The Tokyo 2020 Olympic Torch Relay is due to begin next week ©Getty Images

Tokyo 2020 organisers have admitted the Olympic Torch Relay could be suspended if crowds are deemed too large at any point.

Hidemasa Nakamura, Tokyo 2020's Games delivery officer, said: "We can send out announcements that we have no choice but to stop the relay in order to secure a safe and secure event.

"We don’t want to imagine where this happens but we are going to take several steps and implement the measures step by step."

Tokyo 2020 chief executive Toshirō Mutō made a further plea to spectators to "refrain from watching the Torch Relay in a crowded situation".

"Please ensure that you have physical distance," he added.

"We want to ensure a safe Torch Relay not only for the bearers, but for the people in the local communities who are kind enough to host it."

The Grand Start of the 121-day Relay is scheduled for next Thursday (March 25) at the J-Village national football training centre in Fukushima. 

The Flame will be carried by members of Japan’s 2011 FIFA Women’s World Cup-winning team.

The Torchbearers will not include striker Nahomi Kawasumi, who has confirmed her decision to withdraw from the Relay.

Kawasumi, who plays for New Jersey club Sky Blue in the United States, had originally expressed doubts about taking part last year. 

In a message on Twitter, Kawasumi said: "Once again, I will decline the Torch Relay runner on March 25, 2021.

"I made this decision because the infectious disease problem has not yet been resolved and I live in the United States. 

"Now, I hope that this situation will be resolved and everyone's health will be as soon as possible.

"The days of patience will continue, but let's step on together!"

Organisers have said that Tokyo 2020 President Seiko Hashimoto is expected to attend the Grand Start "to express gratitude for the support for the reconstruction received from people all over the world and to show the steady progress that has been made across the region". 

The ceremony will feature music performances by local residents’ groups and songs from a children’s choir.

It will be streamed live online and covered extensively by the Japanese television network NHK, but no spectators will be permitted.

On subsequent stages, spectators at the roadside will be allowed.

"Dense crowds are rather difficult to define," said Nakamura.

"It is rather difficult to have a uniform definition but we need to have certain judgement criteria if this situation occurs."

He insisted that in some situations where "many spectators are crowded where shoulders touch".

"If it is multiple roads, we need to send out requests saying they need to be scattered," he added.

In the event of what organisations classified as "red status", warning announcements to disperse would be made in Japanese from the lead vehicle in the Relay convoy.

"We are doing the Torch Relay on public roads so it is rather difficult to ensure distancing, but still we need to send out precautions that the physical distance must be observed," said Nakamura.
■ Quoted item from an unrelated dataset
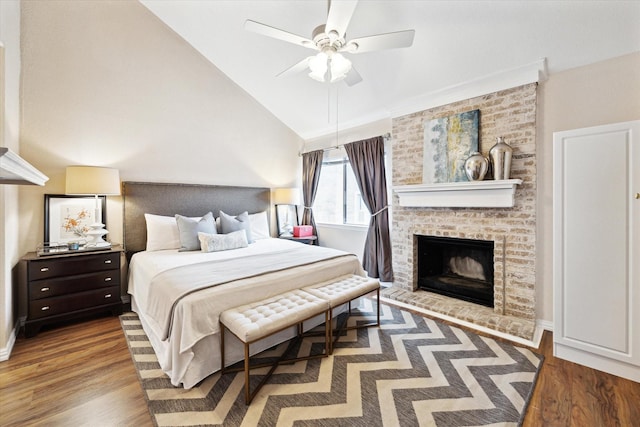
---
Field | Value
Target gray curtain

Organisers said there would be "stronger guidance" and the possible deployment of the local police if the congestion is not resolved.

Nakamura said that three "drills" had been carried out in recent weeks using the vehicles which will form the Torch Relay convoy.
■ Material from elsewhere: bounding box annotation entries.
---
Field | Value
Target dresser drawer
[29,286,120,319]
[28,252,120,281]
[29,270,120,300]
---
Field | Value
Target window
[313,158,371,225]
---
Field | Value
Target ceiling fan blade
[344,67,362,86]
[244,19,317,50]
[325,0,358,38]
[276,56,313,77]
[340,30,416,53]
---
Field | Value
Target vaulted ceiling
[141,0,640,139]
These included specialised rehearsal on COVID-19 countermeasures. 

Tokyo and three neighbouring prefectures remain under a state of emergency.
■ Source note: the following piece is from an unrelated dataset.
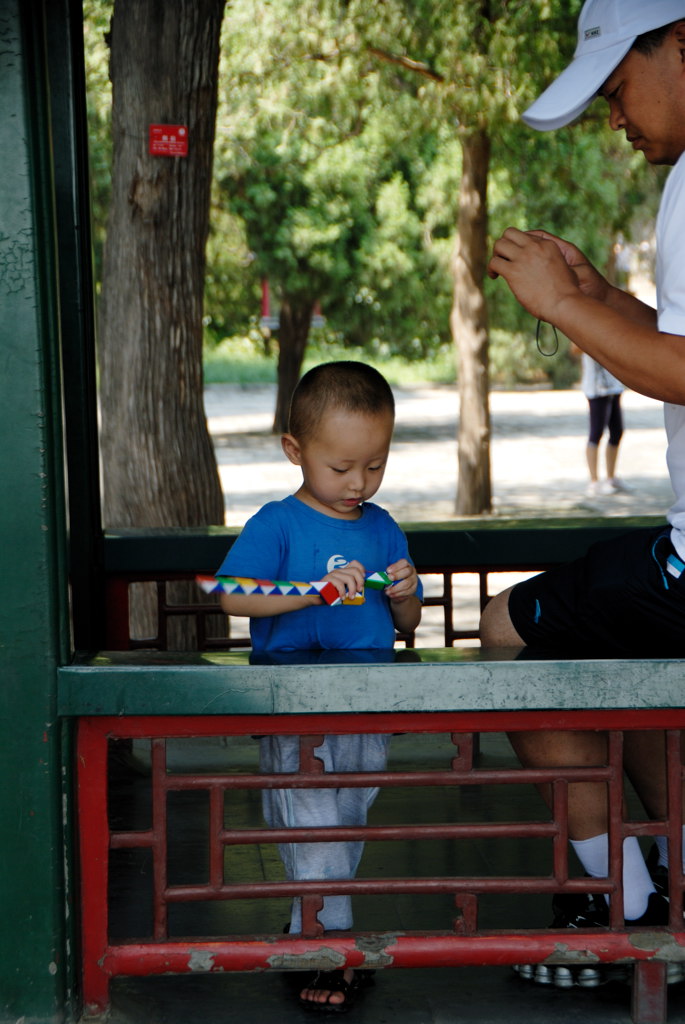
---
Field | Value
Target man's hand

Nakamura insisted that operational arrangements for the Relay may well change as the event proceeds.

"All the other prefectures will learn from what is happening," he said.

"We will look at what happens in the early days.

"This is going to be a long Relay and as we go we may have to change the rules of operation. 

"We will be flexible."

Relay organisers will also closely monitor weather conditions before each stage.